Italy’s biggest utility Enel has already said it will not invest in new coal-fired power plants. Earlier this year in April, utility companies from 26 out of 28 EU member states (except Greece and Poland) signed up to an initiative that pledges no new coal plants from 2020 onwards.
Many EU countries are eyeing an escape from coal power, with the likes of Finland and Poland considering nuclear power as an option to replace closed capacity. Others are doubling down on renewable capacity to fill the gap.
Chris Littlecott of environmental think tank E3G welcomed Italy’s commitment and praised Rome for “joining its G7 peers in Canada, France and the UK in taking action to phase out coal”.

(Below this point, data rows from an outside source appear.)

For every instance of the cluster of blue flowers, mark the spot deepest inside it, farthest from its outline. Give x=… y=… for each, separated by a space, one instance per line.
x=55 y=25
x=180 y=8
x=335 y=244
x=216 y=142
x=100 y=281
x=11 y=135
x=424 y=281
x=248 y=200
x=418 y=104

Italy’s new energy strategy, still under discussion, aims to reach the goal of 27% of gross overall energy consumption from renewable sources by 2030, the document showed.
The strategy, which should be approved by the government on 7 November, is also looking to speed up the introduction of vehicles powered by alternative fuels and aims to raise the number of electric charging stations to 19,000 by 2020.
New research by CoalSwarm and Greenpeace reveals that nearly 370 large coal-fired power stations have been phased out since 2010, equivalent to almost half a trillion US dollars.
The International Energy Agency’s 2016 country report on Italy showed that 15% of electricity is obtained from coal power, 42% from gas and 39% from renewables. The IEA’s average for power from renewable sources is 24%.
Europe’s largest economy, Germany, is still in the middle of government negotiations after its recent election. Climate and energy policy are set to play a significant part in the talks given that Angela Merkel’s victorious conservatives are looking to do a deal with the Greens.
Oxfam Germany’s climate change advisor, Jan Kowalzig, called on German politicians trying to form a new government to go beyond “warm words” and hash out a “swift exit from climate-wrecking coal power”.